Author:  beaker [ Sat Nov 26, 2011 8:59 pm ] 
Post subject:  Re: Something I've always been curious about 
All I do is the cellls and cages I'm pretty sure are right and leave the right hand lower corner alone.......then simply count the numbers of each number I've used (ie: six 6's, six 5's and so forth) to see which of the 36 numbers I'm missing and then fill in the appropriate cells to complete the last 2 cages.....or is this too simple a way to find the solution? 
Author:  clm [ Sun Nov 27, 2011 12:04 pm ] 
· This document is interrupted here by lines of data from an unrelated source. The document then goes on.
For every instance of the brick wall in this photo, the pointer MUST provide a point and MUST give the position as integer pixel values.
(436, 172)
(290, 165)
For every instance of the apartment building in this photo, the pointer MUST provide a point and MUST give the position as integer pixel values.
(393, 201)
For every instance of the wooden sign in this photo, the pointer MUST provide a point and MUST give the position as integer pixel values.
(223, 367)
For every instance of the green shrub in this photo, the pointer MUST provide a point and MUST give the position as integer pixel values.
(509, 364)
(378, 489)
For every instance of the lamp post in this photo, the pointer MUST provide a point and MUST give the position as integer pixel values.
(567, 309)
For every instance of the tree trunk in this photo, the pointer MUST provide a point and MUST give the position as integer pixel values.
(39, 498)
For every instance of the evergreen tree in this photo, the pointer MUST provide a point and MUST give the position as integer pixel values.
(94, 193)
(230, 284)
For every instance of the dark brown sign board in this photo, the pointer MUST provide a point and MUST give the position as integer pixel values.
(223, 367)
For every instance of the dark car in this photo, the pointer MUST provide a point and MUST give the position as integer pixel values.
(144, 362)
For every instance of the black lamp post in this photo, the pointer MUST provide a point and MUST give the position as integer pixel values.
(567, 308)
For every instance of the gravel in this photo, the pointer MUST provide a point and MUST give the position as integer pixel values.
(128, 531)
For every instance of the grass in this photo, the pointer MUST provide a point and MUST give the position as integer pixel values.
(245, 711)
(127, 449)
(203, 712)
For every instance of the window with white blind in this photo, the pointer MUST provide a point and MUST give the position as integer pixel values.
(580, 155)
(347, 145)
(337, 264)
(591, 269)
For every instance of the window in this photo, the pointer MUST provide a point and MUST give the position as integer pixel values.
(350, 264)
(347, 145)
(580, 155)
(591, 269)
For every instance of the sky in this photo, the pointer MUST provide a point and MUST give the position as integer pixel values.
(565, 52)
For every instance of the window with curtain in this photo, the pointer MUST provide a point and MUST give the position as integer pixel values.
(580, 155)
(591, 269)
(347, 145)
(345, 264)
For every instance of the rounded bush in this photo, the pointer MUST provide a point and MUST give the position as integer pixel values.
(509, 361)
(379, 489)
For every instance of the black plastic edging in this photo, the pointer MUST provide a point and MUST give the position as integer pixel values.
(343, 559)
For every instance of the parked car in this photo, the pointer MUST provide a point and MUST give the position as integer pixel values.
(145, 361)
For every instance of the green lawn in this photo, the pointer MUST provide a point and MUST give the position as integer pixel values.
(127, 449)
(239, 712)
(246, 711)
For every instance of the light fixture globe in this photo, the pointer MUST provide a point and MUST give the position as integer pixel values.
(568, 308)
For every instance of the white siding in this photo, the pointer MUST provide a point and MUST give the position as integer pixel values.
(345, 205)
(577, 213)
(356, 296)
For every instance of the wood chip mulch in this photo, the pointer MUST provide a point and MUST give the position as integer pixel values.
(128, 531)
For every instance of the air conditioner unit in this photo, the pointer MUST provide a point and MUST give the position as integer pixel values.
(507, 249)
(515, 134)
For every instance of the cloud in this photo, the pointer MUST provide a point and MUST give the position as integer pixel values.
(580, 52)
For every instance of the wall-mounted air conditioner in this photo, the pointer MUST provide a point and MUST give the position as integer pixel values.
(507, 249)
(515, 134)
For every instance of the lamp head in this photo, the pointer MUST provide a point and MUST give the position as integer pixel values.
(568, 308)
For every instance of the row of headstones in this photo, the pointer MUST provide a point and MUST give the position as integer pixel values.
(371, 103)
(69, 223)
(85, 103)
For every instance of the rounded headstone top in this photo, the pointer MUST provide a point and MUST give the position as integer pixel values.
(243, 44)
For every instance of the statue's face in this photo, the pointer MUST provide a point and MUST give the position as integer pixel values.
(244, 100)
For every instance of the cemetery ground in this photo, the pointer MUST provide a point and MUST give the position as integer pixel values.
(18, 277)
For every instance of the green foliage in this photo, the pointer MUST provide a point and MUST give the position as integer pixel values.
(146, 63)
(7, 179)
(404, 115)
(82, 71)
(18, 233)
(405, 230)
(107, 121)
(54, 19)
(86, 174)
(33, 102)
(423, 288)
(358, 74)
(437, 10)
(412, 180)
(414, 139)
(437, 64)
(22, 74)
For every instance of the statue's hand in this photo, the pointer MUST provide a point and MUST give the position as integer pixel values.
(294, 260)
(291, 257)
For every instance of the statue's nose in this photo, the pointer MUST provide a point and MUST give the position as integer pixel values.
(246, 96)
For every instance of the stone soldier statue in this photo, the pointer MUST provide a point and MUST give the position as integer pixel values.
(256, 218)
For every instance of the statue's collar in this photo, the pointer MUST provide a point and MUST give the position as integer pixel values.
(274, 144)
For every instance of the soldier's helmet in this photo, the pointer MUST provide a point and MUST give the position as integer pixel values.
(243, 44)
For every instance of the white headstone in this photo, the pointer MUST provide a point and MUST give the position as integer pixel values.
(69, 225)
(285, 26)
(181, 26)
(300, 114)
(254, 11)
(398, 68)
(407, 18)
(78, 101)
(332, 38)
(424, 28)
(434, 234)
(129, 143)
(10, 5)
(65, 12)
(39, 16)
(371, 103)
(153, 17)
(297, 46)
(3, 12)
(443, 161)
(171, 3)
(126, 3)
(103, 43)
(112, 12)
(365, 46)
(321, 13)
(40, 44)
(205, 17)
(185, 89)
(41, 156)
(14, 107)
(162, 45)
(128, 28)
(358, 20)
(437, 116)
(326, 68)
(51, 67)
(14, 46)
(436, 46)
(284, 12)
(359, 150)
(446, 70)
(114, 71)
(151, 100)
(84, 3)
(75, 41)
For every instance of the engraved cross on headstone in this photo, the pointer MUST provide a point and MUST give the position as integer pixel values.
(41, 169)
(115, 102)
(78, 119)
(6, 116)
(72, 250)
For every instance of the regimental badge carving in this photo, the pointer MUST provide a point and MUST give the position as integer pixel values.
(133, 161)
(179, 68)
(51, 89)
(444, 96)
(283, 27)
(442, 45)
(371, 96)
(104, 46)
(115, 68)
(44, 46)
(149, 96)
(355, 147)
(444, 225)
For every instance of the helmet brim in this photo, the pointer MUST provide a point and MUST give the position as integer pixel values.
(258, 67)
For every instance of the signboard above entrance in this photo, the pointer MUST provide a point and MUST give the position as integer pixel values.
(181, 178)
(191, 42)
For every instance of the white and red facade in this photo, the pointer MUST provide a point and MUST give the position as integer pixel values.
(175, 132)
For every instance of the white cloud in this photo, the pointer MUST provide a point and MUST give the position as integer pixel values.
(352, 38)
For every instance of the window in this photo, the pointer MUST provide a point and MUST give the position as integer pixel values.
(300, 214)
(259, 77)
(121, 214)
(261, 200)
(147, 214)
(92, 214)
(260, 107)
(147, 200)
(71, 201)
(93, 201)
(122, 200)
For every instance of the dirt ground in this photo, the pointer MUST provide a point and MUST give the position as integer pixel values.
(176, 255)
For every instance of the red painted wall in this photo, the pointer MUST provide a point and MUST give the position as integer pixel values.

Post subject:  Re: Something I've always been curious about 
beaker wrote: All I do is the cellls and cages I'm pretty sure are right and leave the right hand lower corner alone.......then simply count the numbers of each number I've used (ie: six 6's, six 5's and so forth) to see which of the 36 numbers I'm missing and then fill in the appropriate cells to complete the last 2 cages.....or is this too simple a way to find the solution? beaker, in order to solve the puzzle, your method is very good, in fact to observe the missing numbers (in rows, columns, etc... , as in the "sudokus") is one of the tools that we have, but the problem noted by starling with these 6x6 "difficult" puzzles (with this particular and special structure) is to know Why? they apparently require, in the lower right 3x3 box (this condition looks irrelevant in the upper left 3x3 box), that at least one of the two Lshape 3cell cages have the form xyx, i.e., 141 on tuesday Nov 15, 515 on friday Nov 25 (perhaps for the unicity of the solution, ...), the last two 6x6's of these aspect appeared (Nov 15 and Nov 25) seem to confirm the idea of starling. It would not be easy to arrive to a full demonstration. 
Author:  starling [ Fri Dec 16, 2011 1:22 am ] 
Post subject:  Re: Something I've always been curious about 
Thought I should point out, yesterday's has it too, but I haven't any idea how to actually prove it has to be this way.